These messages are informational only - but their lowering rate is symptomatic of whatever is causing this. So; they do not show the root cause of why you have a higher CPU usage - but when your CPU usage goes up - these messages will show. (In brief it concerns sampling rates for perf which is the kernel's monitoring system). I believe they could also be symptomatic of CPU frequency scaling.

IDK where your servers are located or what the hardware setup is, but maybe somethings gone wrong with the cooling? I know its unlikely 2 separate servers should be dependent on one system, but I'm just throwing it out there. Check the racks/enclosure.

Secondly, I understand your Zimbra VM is now running on the T430, & I guess its shutdown on the other node/s. Is the CPU usage still currently a problem on the other servers/nodes?

Have you rebooted these servers since stopping the VMs on them?

winproof · Apr 17, 2024

nope, no cooling problem.

Code:

root@pve1-r250:~# sensors
coretemp-isa-0000
Adapter: ISA adapter
Package id 0:  +40.0°C  (high = +90.0°C, crit = +100.0°C)

root@pve2-r250:~# sensors
coretemp-isa-0000
Adapter: ISA adapter
Package id 0:  +36.0°C  (high = +90.0°C, crit = +100.0°C)

root@pve3-t430:~# sensors
coretemp-isa-0000
Adapter: ISA adapter
Package id 0:  +34.0°C  (high = +82.0°C, crit = +92.0°C)
Core 0:        +28.0°C  (high = +82.0°C, crit = +92.0°C)

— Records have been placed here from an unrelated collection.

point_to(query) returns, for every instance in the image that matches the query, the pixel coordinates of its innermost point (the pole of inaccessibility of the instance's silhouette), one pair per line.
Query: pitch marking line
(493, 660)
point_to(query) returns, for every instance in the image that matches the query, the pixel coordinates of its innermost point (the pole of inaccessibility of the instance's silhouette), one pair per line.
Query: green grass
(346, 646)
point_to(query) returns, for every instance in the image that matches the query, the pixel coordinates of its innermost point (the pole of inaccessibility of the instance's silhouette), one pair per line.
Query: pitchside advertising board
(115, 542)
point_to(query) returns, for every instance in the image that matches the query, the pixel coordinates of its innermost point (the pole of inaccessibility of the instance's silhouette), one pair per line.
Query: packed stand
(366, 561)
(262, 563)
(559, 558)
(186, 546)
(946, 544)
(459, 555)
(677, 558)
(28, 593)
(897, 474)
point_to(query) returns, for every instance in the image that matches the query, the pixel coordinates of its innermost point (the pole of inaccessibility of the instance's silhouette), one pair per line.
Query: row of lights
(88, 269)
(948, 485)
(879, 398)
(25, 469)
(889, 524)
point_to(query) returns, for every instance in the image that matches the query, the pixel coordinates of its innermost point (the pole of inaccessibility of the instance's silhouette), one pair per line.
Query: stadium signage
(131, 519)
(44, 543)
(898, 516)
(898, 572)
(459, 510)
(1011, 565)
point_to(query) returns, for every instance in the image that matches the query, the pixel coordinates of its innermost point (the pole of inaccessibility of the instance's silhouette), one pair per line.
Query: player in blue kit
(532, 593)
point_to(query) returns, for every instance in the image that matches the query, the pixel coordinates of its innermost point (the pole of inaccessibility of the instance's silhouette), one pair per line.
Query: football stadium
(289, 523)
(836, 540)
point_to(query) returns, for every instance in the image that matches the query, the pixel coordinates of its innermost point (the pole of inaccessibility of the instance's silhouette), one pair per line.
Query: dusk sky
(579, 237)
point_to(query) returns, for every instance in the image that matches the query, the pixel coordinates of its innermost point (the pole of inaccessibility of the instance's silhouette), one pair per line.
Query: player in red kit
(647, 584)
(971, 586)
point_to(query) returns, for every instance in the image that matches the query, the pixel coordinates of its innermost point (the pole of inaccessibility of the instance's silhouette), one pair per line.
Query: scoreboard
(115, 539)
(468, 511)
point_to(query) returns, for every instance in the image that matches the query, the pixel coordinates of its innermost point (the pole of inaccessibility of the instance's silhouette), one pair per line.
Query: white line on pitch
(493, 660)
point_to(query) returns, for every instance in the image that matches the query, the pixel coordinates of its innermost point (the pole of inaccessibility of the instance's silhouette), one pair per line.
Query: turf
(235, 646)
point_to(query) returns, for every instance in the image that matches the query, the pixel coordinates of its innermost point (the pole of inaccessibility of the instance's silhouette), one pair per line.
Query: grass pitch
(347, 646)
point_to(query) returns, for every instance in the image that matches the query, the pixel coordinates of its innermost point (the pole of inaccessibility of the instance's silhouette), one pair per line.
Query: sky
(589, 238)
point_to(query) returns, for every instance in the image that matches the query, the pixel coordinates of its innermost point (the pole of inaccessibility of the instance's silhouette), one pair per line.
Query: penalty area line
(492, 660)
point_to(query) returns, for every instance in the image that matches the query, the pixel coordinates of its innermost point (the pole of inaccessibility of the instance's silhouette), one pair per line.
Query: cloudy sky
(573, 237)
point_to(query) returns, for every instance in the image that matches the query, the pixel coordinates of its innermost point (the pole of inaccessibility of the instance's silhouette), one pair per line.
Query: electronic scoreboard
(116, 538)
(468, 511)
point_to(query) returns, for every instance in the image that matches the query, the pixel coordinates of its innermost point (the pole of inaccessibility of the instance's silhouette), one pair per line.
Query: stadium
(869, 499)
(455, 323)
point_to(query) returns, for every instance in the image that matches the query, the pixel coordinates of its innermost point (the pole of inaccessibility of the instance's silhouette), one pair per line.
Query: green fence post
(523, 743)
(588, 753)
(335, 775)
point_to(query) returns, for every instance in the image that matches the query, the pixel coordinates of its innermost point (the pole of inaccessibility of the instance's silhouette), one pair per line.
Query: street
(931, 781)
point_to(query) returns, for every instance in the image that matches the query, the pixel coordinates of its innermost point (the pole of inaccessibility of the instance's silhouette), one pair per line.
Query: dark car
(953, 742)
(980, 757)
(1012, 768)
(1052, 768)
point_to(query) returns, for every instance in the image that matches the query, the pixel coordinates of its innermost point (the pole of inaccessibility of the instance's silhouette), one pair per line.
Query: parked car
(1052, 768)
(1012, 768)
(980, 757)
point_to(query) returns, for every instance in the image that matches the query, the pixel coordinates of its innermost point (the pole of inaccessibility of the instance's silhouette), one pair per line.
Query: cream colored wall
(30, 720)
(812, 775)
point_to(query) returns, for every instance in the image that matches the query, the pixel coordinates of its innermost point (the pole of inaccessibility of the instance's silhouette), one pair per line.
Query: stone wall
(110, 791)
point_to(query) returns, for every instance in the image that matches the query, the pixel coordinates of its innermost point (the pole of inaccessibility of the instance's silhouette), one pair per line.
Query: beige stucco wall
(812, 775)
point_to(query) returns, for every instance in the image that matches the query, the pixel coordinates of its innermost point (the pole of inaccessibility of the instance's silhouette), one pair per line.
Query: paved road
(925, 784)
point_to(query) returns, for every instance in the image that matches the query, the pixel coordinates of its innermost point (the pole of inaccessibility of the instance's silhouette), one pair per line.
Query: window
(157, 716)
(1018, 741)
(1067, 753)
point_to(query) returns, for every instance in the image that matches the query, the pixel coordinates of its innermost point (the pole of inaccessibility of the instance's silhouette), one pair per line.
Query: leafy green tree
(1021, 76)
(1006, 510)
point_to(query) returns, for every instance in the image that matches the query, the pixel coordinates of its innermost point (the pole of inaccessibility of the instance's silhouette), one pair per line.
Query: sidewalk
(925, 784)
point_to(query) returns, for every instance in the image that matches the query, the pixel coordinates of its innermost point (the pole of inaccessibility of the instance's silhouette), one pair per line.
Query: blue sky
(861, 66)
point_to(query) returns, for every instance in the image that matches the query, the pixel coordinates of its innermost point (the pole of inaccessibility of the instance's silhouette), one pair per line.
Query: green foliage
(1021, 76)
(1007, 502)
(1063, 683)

and yes, cpu usage problem still remain on pve1 & 2.
i've rebooted pve2 (server with zimbra vm) one day ago, but not since i've move the vm.
I've disabled replication now, in case of, I will restart the server

winproof · Apr 17, 2024

so, after a reboot of all nodes, the situation is back to normal, no more high cpu usage
not sure if it's because of the reboot or because of the replication tasks deleted, but problem solved apparently

it's just a shame that there's nothing in the proxmox logs, because then we'll never know what happened.
maybe something to do with replication, but what...

but thanks for the help!

winproof · Apr 29, 2024

Hello
the problem just happened again

and more or less at the same time, sunday 7pm.
reboot all nodes not solve the problem.
but now I have a clearer idea of the cause, it's somethink caused by an interaction between one of my VMs (the one with zimbra) and the ZFS or the nfs share used for backup.
since the 17th (after the first bug, "solved" by moving the vm to another node without zfs and reboot cluster), my zimbra vm has been running on the node without zfs, without any problem.
last friday (27/04), i've moved again this vm to its original node (with zfs) to make a test, and no problem, vm run smoothly, no cpu charge.
until yesterday 7pm...
and since the only thing that happens on Sunday is the backup of the vm, I'm inclined to think that something happens a few hours after the backup that causes this problem, but what?
clearly something linked to the zimbra vm, because the previous sunday (with zimbra vm on nfs server node) , the vm backup did not cause this problem.
and it's not related to replication, since I haven't re-enabled that feature yet.
and probably not something related to zfs, because even if the problem appears on the 2 zfs nodes, there is no longer any replication between the 2, so there's no reason for the 2 zfs pools to be affected.
the only thing common to these 2 nodes is the nfs share, is it possible that the backup is causing a bug on node 3 (the nfs server), and that this is what is making the other 2 nodes so slow?
the backup is made on an nfs share, which is on the node without zfs, via a "poor man's" 2.5Gb/s link, using TP-link TX-201 network cards.

winproof · Apr 29, 2024

Wednesday (it's a holiday in my country) I'm going to do another test, put the vm back on one of the nodes with zfs and an nfs share, and do a backup again, but this time using the "normal" network and not the 2.5Gb link, just to see if it makes a difference....

winproof · Apr 29, 2024

and just in case, i've forgot to reply to this:

gfngfn256 said:
Secondly I don't know anything about your Zimbra VM setup/config except that its also running on ZFS. So impact is inevitable. Its even possible - you have major write amplification with one FS in another one.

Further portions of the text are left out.